Jaki.
邪鬼(Jaki)
— Evil demon
Jaki is the small evil demon crushed beneath the guardian kings of Japanese Buddhist art, a figure that gives visible form to pestilence, malice, and all forces subdued by the Dharma.
§Appearance
Jaki (邪鬼) is often represented not as a towering oni king, but as a smaller twisted demon pinned beneath the feet of the Four Heavenly Kings or gate guardians in Buddhist sculpture. The scale matters. Jaki is the image of evil already overpowered, forced into a crouching or writhing body that makes defeat visible. Yet the figure remains active enough to show the pressure needed to keep chaos down.
§Interactions
In the broadest sense, jaki can mean a harmful or malignant spirit that spreads calamity, especially disease.
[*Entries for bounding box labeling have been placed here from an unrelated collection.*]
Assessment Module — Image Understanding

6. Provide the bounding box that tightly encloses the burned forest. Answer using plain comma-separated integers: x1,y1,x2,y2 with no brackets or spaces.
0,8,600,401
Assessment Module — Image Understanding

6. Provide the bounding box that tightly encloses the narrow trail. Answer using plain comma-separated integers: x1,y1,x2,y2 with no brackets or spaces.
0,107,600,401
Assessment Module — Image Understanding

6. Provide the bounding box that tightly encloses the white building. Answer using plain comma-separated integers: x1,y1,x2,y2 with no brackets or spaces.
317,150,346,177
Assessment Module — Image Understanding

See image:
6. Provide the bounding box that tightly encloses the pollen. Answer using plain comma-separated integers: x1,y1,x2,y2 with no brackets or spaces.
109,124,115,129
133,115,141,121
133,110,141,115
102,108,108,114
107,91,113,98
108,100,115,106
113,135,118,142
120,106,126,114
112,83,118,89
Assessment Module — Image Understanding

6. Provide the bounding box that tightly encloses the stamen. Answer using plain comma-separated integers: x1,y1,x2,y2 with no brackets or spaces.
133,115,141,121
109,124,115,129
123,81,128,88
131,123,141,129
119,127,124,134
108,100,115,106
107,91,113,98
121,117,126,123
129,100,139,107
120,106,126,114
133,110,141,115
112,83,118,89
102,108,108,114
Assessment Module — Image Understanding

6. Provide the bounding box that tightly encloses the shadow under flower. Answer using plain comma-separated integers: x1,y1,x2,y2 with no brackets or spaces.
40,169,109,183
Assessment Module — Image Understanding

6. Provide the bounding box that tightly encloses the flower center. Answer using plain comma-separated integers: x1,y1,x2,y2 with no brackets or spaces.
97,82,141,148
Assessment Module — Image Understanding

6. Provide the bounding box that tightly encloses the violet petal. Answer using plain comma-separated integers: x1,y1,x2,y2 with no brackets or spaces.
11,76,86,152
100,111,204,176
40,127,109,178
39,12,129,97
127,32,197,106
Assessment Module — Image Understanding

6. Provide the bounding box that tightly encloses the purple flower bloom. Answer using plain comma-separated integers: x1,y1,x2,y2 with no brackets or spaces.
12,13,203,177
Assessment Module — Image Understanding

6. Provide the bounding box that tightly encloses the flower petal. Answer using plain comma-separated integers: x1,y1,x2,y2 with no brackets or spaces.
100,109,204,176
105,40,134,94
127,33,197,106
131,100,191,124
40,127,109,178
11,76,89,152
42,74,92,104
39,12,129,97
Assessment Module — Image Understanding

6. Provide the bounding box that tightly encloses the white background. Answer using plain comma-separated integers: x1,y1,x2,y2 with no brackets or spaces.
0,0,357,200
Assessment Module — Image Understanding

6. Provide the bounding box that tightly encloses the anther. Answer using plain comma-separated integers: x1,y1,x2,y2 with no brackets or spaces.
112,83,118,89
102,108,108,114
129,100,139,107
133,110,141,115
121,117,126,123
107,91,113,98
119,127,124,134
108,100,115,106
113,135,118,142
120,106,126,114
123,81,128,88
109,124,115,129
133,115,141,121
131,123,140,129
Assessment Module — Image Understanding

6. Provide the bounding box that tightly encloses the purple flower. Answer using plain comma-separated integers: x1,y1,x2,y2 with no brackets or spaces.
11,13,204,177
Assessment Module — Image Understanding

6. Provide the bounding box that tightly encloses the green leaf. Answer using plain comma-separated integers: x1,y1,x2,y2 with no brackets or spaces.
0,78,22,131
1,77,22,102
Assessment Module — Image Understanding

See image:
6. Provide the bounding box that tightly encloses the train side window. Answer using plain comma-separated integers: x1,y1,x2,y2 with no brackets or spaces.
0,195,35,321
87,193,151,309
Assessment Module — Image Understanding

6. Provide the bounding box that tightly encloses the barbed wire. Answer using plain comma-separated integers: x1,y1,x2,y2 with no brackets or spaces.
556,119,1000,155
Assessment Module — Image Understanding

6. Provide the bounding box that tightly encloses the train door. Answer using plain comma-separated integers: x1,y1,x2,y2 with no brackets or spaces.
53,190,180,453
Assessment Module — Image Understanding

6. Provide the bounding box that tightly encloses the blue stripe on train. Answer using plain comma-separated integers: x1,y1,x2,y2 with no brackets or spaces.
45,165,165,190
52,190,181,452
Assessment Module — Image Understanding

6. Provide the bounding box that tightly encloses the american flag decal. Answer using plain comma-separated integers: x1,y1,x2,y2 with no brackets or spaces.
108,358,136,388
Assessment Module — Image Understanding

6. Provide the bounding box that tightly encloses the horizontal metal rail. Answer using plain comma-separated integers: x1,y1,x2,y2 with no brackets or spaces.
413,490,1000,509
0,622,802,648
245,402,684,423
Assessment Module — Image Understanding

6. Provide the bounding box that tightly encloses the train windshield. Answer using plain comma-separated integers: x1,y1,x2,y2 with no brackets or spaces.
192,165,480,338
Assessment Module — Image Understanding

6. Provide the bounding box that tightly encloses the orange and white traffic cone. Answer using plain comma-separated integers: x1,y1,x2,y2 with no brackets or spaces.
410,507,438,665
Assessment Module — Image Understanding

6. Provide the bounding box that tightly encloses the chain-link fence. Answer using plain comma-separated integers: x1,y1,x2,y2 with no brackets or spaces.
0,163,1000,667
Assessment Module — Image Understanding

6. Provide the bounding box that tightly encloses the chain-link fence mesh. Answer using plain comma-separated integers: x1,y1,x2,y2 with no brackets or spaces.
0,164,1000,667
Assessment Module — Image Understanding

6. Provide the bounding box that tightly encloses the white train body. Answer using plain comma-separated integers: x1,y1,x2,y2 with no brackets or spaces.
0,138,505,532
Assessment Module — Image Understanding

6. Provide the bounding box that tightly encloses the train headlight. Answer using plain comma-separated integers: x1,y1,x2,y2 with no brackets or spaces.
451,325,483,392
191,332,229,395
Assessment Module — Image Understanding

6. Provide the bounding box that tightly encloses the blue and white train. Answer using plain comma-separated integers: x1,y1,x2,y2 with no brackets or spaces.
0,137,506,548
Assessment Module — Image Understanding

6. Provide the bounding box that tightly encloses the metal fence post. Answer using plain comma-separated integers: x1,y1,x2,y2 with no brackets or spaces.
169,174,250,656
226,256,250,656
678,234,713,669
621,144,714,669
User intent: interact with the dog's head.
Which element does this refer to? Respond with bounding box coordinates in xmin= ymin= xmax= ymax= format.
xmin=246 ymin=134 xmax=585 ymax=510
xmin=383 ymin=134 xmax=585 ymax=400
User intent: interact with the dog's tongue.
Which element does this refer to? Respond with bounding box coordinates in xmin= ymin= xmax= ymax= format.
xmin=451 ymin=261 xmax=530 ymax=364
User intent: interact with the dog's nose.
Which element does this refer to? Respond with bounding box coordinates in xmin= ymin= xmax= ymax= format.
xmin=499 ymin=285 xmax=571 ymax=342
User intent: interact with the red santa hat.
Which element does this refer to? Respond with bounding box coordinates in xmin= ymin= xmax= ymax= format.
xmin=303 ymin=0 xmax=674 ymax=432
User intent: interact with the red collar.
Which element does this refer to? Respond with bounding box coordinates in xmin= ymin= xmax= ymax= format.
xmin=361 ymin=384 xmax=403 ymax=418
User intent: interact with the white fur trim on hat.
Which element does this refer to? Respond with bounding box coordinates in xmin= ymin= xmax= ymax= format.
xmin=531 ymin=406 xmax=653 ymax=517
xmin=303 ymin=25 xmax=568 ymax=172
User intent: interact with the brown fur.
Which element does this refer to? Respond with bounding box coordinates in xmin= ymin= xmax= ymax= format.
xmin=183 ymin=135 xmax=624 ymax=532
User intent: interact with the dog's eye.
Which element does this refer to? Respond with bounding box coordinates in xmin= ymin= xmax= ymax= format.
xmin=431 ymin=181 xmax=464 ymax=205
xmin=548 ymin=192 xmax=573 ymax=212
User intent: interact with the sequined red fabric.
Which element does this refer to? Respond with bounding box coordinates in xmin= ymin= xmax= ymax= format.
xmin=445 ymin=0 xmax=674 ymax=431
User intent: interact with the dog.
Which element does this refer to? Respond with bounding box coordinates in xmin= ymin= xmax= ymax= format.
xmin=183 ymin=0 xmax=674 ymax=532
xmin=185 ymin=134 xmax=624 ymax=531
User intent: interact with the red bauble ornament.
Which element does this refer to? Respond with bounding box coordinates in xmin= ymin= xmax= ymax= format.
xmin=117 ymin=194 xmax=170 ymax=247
In Japanese Buddhist art, however, the figure becomes concrete: the little demon trampled under divine feet. That image stages an interaction between evil and protection. Jaki exists so the victory of the guardian can be seen, and so worshippers understand what sort of forces the temple and the Dharma hold back.
§Origin
The term has an old lexical history in East Asian religious vocabulary, where evil spirits and harmful demons were named through Buddhist, Daoist, and onmyodo-inflected discourse. In Japan the word could refer broadly to harmful spirits, but Buddhist statuary gave it a specific visual afterlife. Once guardian kings and Nio were shown subduing small demons beneath them, jaki became one of the clearest embodiments of conquered malignancy in temple space.